COMMENTARY
By C.J. Peterson @SFBayCJ
There was a time, not so long ago, when the Golden State Warriors weren’t NBA juggernauts.
When Andris Biedrins was the savior of the franchise — even though he couldn’t do as much as save his own free throw percentage — and Thunder wasn’t a team in Oklahoma City, but the muscular blue mascot that danced between quarters for raging fans blind to the mediocrity of the team.
I can remember the hotdog and soda I bought at the concession stand before tip-off used to cost more than the $10 ticket used to get into the game itself back then in 2005 .
But winning an NBA championship, setting an NBA record with 73 wins in the regular season and returning to the finals that same season has changed that narrative over the past two years. Warrior fans have been effectively priced out of games, and it’s only going to get worse.
For a game against the lowly Philadelphia 76ers, you are lucky to find ticket for a nosebleed seat at less than $100. And that was just a meaningless game against a team that aren’t even close to sniffing the playoffs.
For higher profile games against teams like the Cleveland Cavaliers or the San Antonio Spurs, fans are looking at a minimum of $200 to attend the game, according to NBA.com.
SB Nation reported in 2016 that the Warriors held the highest median price for tickets to home games and did so at a staggering margin.
The article published by Andrew Flohr stated that Golden State’s median home game price rose to $238 per game with the next highest price being the Los Angeles Lakers at $200 per game.
Flohr attributed the gentrification of Oakland to be an overwhelming contributor to the rise in prices and has priced out some of the most die-hard Warrior fans of the bunch.
But the worst has yet to come for Warrior fans who are balling on a budget.
The San Jose Mercury news reports that ticket prices will get even higher in the next few seasons and the team will hike up their prices by 15-20 percent according to Daniel Mano of the Bay Area News Group.
The thing about the rise of ticket prices is that selling them to fans isn’t the problem, it’s who they are being sold to.
A fan base that built a reputation of being the most rabid and noisy in the league has been essentially booted out of the very arena that they helped make famous.

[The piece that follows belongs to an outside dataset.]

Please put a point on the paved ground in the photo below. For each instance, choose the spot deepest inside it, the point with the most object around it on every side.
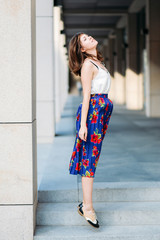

And the same fan base that stood by the team, that for years performed well below the standards of most NBA franchises, will be left to the seats of their sofas during perhaps the greatest run of any team in league history.
As a fan of the team it is amazing to see the team flourish and finally reflect the grittiness of its surrounding city. But the changes that come with success may be more than fans are willing to pay.